Pembedaan seperti di atas juga dilakukan oleh 'Ali Syari'ati, pemikir asal Iran. Menurutnya, tokoh pintar yang mewakili dan memiliki massa adalah bukan pemikir, bukan filsuf, bukan ideolog, dan bukan pula saintis, tapi ia adalah pemikir tercerahkan. Dalam bahasa Parsi, Syari'ati menyebutnya rushanfekr. Istilah rushanfekr tidak mempunyai padanan yang tepat dalam bahasa lain, tapi mungkin bisa diterjemahkan secara sederhana sebagai "intelektual", karena istilah tersebut biasa merujuk kepada para pemikir atau tokoh terpelajar yang memiliki dan berafiliasi kepada massa. Karena itu tepat sekali jika Ikatan Cendekia Muslim se-Indonesia (ICMI) merupakan organisasi yang mengumpulkan para cendekia yang berorientasi kepada masyarakat. Itu karena cendekia dalam bahasa Inggris disebut intellectual. Seorang intelektual biasanya tidak hanya berpikir untuk bidangnya, ia melibatkan diri dengan masyarakat dan berinteraksi dengan mereka. Dalam kerangka ini, bisa kita katakan bahwa figur seperti 'Ali Syari'ati adalah intelektual, begitu juga Muththahhari, Mawdudi dan al-Afghani. Tapi para pemikir seperti Bassam Tibi, Abdurrahman Badawi dan Majid Fakhri lebih sarjana ketimbang intelektual. Di Barat, Bertrand Russel selalu dianggap sebagai "thinker", "philosopher" dan "reformer", padahal ia adalah intelektual. Namun, nama-nama seperti Kant, Hegel dan Heidegger lebih filsuf ketimbang intelektual. Dalam hubungan ini, para orientalis seperti Brocklemann, Goldziher, Gibb dan Watt adalah sarjana-sarjana (scholars) yang hanya menguasai ilmu tertentu saja. Mereka tidak disebut sebagai filsuf, tidak juga intelektual.

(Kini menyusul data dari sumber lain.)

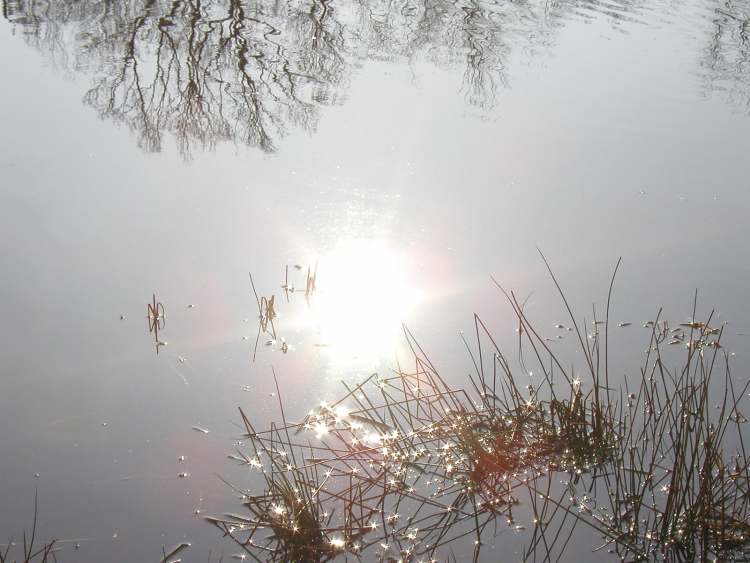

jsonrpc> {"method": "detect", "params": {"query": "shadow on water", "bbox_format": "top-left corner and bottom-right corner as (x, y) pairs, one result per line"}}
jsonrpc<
(2, 0), (750, 157)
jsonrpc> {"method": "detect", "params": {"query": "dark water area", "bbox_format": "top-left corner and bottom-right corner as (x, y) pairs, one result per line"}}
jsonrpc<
(0, 0), (750, 562)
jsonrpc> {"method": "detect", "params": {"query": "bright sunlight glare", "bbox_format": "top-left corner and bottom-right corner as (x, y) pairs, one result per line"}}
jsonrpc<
(312, 240), (422, 364)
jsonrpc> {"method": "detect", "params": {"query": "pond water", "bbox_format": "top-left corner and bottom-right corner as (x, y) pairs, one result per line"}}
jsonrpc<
(0, 0), (750, 562)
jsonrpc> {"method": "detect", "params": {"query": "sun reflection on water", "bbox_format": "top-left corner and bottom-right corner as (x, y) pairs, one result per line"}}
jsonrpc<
(310, 240), (424, 363)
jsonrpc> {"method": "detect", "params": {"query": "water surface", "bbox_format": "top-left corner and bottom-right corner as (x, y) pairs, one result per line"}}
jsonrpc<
(0, 0), (750, 561)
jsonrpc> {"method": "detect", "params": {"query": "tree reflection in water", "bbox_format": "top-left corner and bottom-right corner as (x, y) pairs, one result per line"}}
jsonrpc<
(2, 0), (750, 157)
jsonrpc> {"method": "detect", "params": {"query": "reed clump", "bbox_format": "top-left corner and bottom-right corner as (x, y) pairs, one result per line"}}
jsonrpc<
(210, 262), (750, 561)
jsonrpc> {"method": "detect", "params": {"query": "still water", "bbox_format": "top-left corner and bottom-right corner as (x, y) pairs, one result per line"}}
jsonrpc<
(0, 0), (750, 562)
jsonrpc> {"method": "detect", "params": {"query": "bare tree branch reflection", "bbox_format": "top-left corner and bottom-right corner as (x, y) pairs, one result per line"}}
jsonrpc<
(701, 0), (750, 109)
(1, 0), (750, 158)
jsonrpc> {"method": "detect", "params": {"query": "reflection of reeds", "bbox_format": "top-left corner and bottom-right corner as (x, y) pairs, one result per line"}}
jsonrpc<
(250, 274), (276, 361)
(210, 266), (750, 561)
(0, 495), (59, 563)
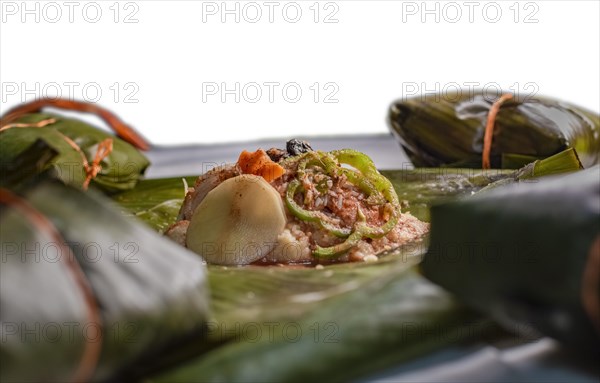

Pembedaan seperti di atas mungkin tidak selalu akurat, karena, seperti telah saya katakan, istilah "pemikir" itu sendiri ambigious, bisa diterapkan di mana-mana, tentu dengan intensitas keintelektualan yang berbeda-beda.
Hassan Hanafi, pemikir asal Mesir, percaya bahwa ada dikotomi yang jelas antara "pemikir elit" (mufakkir nukhbah) dengan "pemikir massa" (mufakkir jamahir). Menurutnya, mufakkir nukhbah adalah para pemikir (filsuf, intelektual, sarjana) yang terasing dari massa dan hidup dalam dunia intelektual yang eksklusif, dan mereka adalah para pemikir elit. Sementara mufakkir jamahir adalah para pemikir (filsuf, intelektual, sarjana) yang berinteraksi dan terlibat dengan masyarakat, dan mereka adalah milik massa.26 Dalam tulisannya yang lain,27 walau ia mengakui sulitnya membuat perbedaan antara "pemikir" (mufakkir) dengan "intelektual" (mutsaqqaf), tak pelak, ia juga membuat perbedaan tersebut. Tak jauh berbeda dengan batasan-batasan seperti yang saya untuk di atas, Hanafi menganggap pemikir sebagai genus, sedangkan intelektual sebagai species. Karena itu, "seluruh pemikir adalah intelektual, tetapi tidak seluruh intelektual adalah pemikir.28
Ilustrasi singkat tentang pemikir dan segala cognate-nya yang saya berikan di atas, dimaksudkan untuk memberikan acuan dan batasan tentang pemikir dan pemikiran serta aplikasinya dalam tulisan ini. Dalam galeri pemikiran Arab kontemporer seperti yang akan diperlihatkan dalam tulisan ini, ada sekelompok pemikir yang berpengaruh hanya karena tulisan-tulisannya, ada yang namanya lebih terkenal dari pemikirannya, dan ada pemikir yang hanya terkenal sebatas dunia akademis.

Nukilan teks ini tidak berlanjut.